Vitamine D : se supplémenter peut-il être dangereux ? Des scientifiques alertent
L’hiver approche, les journées raccourcissent et, avec elles, notre exposition au soleil. Résultat : beaucoup d’entre nous manquent de vitamine D, un nutriment clé pour l’ossature mais aussi pour l’immunité. « Au Royaume-Uni et dans d'autres régions situées à des latitudes nordiques, de nombreuses personnes souffrent en hiver d'une ostéomalacie légère (appelée rachitisme chez les enfants), causée par un manque de vitamine D, qui se manifeste par une léthargie, des douleurs osseuses, des douleurs musculaires, une sensibilité aux infections et de la fatigue, sans qu'elles s'en rendent compte », rappelle à nos confrères de New Scientist, Susan Lanham-New, scientifique à l'université du Surrey.

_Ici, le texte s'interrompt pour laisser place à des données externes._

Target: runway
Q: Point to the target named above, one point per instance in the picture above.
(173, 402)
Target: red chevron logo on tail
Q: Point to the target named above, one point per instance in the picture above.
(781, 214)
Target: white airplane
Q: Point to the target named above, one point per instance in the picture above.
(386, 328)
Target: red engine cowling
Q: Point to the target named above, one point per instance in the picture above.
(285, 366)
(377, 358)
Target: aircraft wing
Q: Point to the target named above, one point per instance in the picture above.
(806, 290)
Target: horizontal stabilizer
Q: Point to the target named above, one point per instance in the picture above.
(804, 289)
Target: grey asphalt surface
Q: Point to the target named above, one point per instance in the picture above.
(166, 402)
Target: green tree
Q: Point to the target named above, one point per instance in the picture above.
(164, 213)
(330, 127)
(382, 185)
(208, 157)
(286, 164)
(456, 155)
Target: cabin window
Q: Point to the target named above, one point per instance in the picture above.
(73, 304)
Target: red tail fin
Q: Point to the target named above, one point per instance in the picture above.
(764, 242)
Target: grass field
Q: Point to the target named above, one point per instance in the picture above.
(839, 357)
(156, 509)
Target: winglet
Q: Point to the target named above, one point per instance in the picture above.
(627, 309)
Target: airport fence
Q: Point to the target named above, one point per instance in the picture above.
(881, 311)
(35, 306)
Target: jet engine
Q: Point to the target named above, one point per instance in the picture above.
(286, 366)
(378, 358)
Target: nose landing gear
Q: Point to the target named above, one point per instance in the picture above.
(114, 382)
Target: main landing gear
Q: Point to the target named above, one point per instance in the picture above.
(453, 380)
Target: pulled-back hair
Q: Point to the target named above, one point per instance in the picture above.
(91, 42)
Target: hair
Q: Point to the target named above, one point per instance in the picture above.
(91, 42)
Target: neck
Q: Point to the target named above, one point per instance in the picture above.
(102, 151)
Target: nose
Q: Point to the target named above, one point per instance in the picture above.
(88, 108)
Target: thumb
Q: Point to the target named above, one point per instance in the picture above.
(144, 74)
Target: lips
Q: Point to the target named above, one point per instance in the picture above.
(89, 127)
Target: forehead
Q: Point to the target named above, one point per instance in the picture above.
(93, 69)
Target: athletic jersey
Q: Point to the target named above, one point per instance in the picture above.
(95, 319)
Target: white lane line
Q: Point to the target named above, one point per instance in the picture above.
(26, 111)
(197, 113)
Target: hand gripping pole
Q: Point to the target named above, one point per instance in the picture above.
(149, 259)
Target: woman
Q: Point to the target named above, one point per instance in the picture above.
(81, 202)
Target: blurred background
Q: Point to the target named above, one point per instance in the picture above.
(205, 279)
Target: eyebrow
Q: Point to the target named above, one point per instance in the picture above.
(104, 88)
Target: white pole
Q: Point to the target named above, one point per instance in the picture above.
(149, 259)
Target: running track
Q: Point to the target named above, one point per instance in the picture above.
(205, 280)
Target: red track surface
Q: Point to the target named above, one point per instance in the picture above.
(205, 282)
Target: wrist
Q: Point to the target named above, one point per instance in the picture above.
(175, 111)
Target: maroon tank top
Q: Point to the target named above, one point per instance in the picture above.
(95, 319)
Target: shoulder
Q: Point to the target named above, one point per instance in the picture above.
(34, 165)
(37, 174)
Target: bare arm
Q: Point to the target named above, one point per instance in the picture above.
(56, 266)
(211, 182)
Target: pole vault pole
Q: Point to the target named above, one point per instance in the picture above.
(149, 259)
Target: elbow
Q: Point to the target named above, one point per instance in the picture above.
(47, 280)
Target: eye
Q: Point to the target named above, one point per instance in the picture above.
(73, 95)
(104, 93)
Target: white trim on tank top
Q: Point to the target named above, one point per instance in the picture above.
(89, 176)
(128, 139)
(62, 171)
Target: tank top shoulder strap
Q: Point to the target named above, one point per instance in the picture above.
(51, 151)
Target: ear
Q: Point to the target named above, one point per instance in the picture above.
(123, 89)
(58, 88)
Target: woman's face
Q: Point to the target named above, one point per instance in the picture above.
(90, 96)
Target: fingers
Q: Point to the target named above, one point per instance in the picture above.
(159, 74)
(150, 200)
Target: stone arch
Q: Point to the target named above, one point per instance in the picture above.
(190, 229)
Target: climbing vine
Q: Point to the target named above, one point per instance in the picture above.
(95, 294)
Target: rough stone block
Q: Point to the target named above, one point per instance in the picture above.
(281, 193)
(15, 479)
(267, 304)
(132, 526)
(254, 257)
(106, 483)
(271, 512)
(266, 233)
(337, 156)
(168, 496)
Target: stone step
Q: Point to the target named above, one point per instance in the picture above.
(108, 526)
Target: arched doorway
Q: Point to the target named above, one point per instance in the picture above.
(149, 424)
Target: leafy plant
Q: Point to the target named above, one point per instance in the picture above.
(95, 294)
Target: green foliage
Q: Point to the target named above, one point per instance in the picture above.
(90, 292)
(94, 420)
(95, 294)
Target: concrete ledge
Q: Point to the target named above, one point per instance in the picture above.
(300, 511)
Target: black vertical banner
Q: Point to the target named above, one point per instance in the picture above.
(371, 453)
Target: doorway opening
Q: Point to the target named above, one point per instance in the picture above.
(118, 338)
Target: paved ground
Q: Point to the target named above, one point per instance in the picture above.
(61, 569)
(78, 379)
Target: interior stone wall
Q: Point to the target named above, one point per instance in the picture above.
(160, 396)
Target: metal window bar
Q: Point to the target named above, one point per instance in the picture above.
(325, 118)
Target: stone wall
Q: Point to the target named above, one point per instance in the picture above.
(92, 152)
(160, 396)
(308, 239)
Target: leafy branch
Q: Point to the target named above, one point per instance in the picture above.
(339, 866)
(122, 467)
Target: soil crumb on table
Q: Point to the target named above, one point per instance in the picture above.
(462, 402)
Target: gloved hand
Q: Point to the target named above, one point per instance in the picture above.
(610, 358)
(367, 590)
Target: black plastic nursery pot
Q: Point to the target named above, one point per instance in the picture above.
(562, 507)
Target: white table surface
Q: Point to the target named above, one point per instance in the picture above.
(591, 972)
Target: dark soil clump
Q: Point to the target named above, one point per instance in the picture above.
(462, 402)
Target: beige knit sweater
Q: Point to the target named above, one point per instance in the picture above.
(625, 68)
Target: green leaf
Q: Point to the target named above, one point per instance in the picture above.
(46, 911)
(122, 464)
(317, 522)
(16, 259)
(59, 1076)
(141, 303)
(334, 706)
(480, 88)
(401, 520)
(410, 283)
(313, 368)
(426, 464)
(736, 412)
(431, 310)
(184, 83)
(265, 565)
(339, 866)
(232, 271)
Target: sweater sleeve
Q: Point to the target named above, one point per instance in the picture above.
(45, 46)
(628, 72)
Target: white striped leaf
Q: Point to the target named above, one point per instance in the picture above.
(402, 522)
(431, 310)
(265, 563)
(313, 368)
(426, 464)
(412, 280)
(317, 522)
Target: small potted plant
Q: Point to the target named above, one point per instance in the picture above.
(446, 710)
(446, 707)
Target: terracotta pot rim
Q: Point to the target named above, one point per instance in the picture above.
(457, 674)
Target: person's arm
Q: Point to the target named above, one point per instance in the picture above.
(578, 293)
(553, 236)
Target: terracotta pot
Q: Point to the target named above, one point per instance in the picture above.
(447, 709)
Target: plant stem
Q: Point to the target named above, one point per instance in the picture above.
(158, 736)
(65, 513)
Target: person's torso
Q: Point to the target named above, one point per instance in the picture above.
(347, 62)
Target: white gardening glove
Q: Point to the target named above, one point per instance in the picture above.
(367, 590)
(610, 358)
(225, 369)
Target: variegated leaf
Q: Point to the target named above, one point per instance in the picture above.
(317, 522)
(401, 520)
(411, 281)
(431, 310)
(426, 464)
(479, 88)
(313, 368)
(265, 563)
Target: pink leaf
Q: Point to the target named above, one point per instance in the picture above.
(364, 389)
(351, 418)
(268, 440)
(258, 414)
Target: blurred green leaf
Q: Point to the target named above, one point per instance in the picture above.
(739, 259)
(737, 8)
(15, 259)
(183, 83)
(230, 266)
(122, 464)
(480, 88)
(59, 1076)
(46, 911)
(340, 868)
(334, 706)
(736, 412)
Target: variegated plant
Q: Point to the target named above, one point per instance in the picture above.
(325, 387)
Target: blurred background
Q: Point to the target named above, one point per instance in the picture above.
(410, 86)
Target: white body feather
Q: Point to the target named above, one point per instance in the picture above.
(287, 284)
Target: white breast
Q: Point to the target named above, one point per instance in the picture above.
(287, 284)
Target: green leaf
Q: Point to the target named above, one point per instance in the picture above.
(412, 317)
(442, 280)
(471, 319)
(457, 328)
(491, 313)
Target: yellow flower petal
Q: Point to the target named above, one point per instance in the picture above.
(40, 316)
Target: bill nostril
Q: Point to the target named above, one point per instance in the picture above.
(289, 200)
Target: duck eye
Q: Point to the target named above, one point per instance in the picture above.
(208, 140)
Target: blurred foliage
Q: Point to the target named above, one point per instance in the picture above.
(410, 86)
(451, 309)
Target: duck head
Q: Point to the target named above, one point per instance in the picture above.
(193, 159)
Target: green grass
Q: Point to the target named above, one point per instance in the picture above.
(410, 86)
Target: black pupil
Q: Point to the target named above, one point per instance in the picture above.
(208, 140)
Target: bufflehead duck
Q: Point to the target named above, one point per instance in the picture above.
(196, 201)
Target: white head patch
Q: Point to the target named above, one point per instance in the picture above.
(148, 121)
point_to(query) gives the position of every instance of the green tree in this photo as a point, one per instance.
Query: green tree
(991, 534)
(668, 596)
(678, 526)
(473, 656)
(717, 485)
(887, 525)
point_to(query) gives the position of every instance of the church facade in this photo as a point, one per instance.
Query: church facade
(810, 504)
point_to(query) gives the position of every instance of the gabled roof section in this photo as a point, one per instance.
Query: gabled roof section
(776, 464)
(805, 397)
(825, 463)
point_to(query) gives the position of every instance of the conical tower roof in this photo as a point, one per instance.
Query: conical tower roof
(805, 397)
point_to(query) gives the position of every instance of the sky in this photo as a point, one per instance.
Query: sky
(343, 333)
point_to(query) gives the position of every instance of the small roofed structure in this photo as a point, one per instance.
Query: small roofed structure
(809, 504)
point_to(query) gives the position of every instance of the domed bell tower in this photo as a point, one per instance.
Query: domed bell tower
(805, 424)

Notre organisme fabrique de la vitamine D lorsque les rayons ultraviolets transforment une protéine de la peau, le 7-déhydrocholestérol, en vitamine D3. Mais quand la lumière manque, les compléments deviennent essentiels. Ils se présentent sous deux formes : la vitamine D3, ou cholécalciférol, issue en général de la lanoline de laine de mouton, et la vitamine D2, ou ergocalciférol, extraite de champignons. Longtemps, les scientifiques pensaient que le choix de l'une ou l'autre forme n'avait pas vraiment d'importance.
Une surprise scientifique
Mais aujourd’hui, cette certitude vacille. Dans une étude publiée dans la revue scientifique Nutrition le 18 septembre, Emily Brown, membre de l’équipe de chercheurs de l’université du Surrey, a passé au crible 11 essais cliniques randomisés totalisant 655 participants. Son équipe a observé que « la prise de compléments alimentaires à base de vitamine D2 pouvait entraîner une baisse de la concentration de vitamine D3 dans l'organisme », explique-t-elle dans l’article britannique. Plus étonnant encore, des niveaux de vitamine D3 plus faibles apparaissent] chez les personnes prenant de la vitamine D2 que chez les groupes témoins ne prenant aucun supplément. « C'est un effet jusqu'alors inconnu », souligne la chercheuse.
Des rôles différents
Cette découverte compte, car une étude de 2022 a montré que les deux formes n’agissent pas tout à fait de la même façon sur l’immunité. Seule la D3 « stimule le système de signalisation de l'interféron de type I, qui constitue la première ligne de défense contre les bactéries et les virus ». Autrement dit, un déficit en D3 pourrait priver l’organisme de ce renfort de protection.
Alors faut-il abandonner la D2 ? Pas nécessairement et surtout pas sans un avis médical. Emily Brown nuance : « Votre taux total de vitamine D restera suffisant si vous prenez des compléments de vitamine D2, mais vous constaterez peut-être qu'ils sont moins efficaces et que vous perdez ces fonctions supplémentaires en termes de soutien immunitaire. »
Vers une vitamine D3 végétale
Pour certains publics, la D2 conserve même des atouts. « Chez les personnes âgées, la conversion de la vitamine D3 en sa forme active appelée calcitriol peut être moins efficace, de sorte que la supplémentation en D2 peut être particulièrement bénéfique pour cette population », note Ouliana Ziouzenkova, de l’université d’État de l’Ohio. Et pour les personnes végétaliennes, Bernadette Moore, de l’université de Liverpool, est claire : « En l'absence de preuves d'effets négatifs, si une personne végétalienne présente une carence en vitamine D, opter pour un complément en D2 plutôt que de ne prendre aucun complément reste probablement le choix le plus prudent. »
Pour concilier efficacité immunitaire et refus des produits animaux, la recherche explore de nouvelles pistes : une tomate génétiquement modifiée capable de produire de la vitamine D3 est déjà en test.